Kilau Terakhir

samSara
Chapter #6

vijf


**

Hari Ketika Doenia

Tidak Berhenti Oentoek Siapa Poen.

**

Selama ini, kadang Satya mencoba mendekat. Tapi selalu ada jeda yang tak pernah ia lewati—dan Ruth selalu pergi sebelum ada kata pertama. Begitu terus hingga batas akhir kelulusan, ia tetap berada di orbit yang sama: nyaris menyentuh, tapi tak pernah benar-benar sampai.

Ruth tetap menjadi pusat gravitasi yang ia amati dari orbit. Jauh, tapi terlalu terang untuk diabaikan.

**

3 tahoen kemoedian.

Hari kelulusan.

Tahun 1930, Hoogere Burgerschool (HBS), Semarang, telah berdiri selama lebih dari dua dekade. Bangunannya tinggi, berjendela lebar-lebar dengan tirai tebal dari kain batik halus. Acara kelulusan tahun itu diadakan di aula utama—dihiasi bunga kenanga dan seroja, dengan musik keroncong lembut dari panggung kecil di sisi timur.

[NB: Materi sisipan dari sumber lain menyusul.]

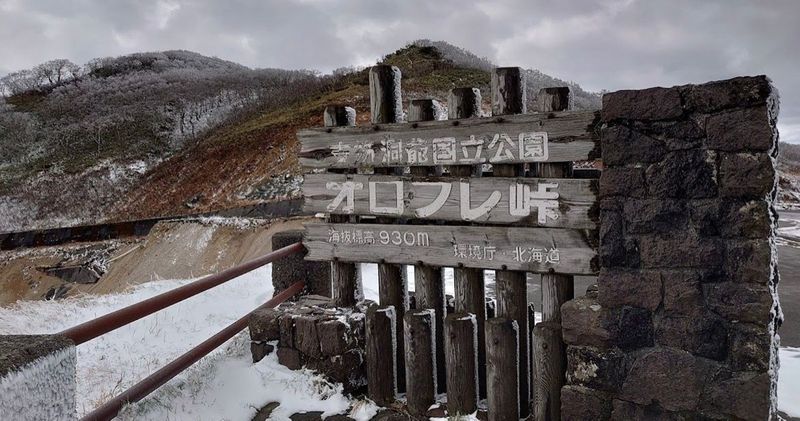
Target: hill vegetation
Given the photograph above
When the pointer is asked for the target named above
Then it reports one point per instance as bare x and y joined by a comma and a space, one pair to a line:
175, 132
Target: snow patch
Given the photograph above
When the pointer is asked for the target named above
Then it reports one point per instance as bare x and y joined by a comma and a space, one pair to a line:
42, 390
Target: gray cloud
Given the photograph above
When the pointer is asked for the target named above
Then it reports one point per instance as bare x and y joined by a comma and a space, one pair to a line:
601, 44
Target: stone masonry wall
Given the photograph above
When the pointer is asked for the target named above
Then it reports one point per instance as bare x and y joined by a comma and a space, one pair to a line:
311, 333
37, 378
683, 322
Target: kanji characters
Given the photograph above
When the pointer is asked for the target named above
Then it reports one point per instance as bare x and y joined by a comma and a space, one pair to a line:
441, 198
346, 194
394, 209
521, 199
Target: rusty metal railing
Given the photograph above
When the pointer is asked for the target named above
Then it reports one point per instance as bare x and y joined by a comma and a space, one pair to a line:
114, 320
152, 382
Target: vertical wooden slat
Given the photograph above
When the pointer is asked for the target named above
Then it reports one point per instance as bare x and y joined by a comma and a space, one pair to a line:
469, 283
512, 304
419, 334
554, 99
464, 103
386, 107
428, 281
508, 97
345, 277
550, 364
461, 341
502, 373
550, 353
380, 352
469, 298
508, 91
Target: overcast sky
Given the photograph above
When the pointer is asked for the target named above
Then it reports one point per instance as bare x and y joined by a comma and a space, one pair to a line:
599, 44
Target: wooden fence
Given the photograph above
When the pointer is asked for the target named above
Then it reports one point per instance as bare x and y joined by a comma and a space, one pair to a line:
471, 193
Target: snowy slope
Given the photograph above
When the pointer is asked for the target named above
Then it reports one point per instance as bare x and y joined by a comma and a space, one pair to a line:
226, 384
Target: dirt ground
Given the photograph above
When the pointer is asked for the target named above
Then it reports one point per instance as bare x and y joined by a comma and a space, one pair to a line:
172, 250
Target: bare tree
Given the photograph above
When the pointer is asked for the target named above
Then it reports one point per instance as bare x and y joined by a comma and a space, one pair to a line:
58, 70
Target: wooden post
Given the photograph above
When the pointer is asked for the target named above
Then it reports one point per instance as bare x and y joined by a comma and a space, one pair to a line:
469, 284
428, 279
385, 99
339, 116
512, 304
420, 330
554, 99
508, 91
464, 103
508, 97
345, 277
549, 352
469, 298
502, 369
461, 341
550, 364
380, 352
423, 110
386, 107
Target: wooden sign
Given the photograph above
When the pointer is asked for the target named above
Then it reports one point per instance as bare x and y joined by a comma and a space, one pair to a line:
552, 137
560, 203
524, 249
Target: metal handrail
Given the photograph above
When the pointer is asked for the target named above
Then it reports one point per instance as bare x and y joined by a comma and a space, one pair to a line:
100, 326
137, 392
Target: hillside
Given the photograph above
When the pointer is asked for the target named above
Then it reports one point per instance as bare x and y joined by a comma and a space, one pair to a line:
175, 132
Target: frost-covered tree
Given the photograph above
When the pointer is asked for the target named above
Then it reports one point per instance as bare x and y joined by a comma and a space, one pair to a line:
57, 71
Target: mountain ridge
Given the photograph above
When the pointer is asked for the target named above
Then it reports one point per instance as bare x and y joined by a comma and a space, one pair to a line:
175, 132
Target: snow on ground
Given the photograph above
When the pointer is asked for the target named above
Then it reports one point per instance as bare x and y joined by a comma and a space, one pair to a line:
789, 381
225, 384
791, 230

Para tamu duduk dengan pakaian terbaik mereka—kebaya beludru, jas kolonial, blangkon halus dari Solo, serta beberapa seragam resmi militer Belanda. Anak-anak bangsawan dan priayi dari berbagai daerah duduk sejajar, mengenakan kain batik berkelas tinggi. Ruth Daryanegara tampil dengan kebaya putih gading, rambut disanggul rapi dengan semat melati. Ia tampak seperti anak perempuan dari patung Dewi Saraswati yang hidup—anggun, pintar, dan tak tersentuh.

Satya Praboeningrat duduk di barisan belakang bersama para siswa beasiswa. Jas pinjamannya tampak bersih, meski sedikit kebesaran di bahu. Ia menatap panggung dengan tatapan yang tak bisa ditebak: campuran bangga, gugup, dan sesuatu di dadanya yang belum tahu apakah ini akhir atau kehilangan.

Selama tiga tahun atau lebih lama dari itu, ia memendam semuanya. Perasaannya pada Ruth. Kekagumannya. Obsesi yang perlahan tumbuh seperti lumut di bawah batu basah. Ia bukan lelaki bodoh. Ia tahu Ruth tak pernah melihat ke arahnya, apalagi peduli.

Tapi malam ini... malam ini adalah penutup. Setelah ini, hidup mereka akan berpisah. Dan ia tidak ingin pergi membawa penyesalan.

Sebenarnya, Satya adalah siswa dengan nilai tertinggi tahun itu. Dan seharusnya, dia yang berdiri di atas panggung dan menyampaikan pidato perpisahan mewakili angkatan lulusan. Tapi ia diam-diam menolak. Ia tahu Ruth ingin bicara. Ingin bersinar. Dan Satya, yang hidupnya selalu di pinggiran, tahu bagaimana rasanya tidak diberi panggung.

Maka ia memberikan itu padanya. Dengan hati lapang. Dengan harapan kecil: mungkin setelah ini Ruth akan melihatnya. Sedikit saja.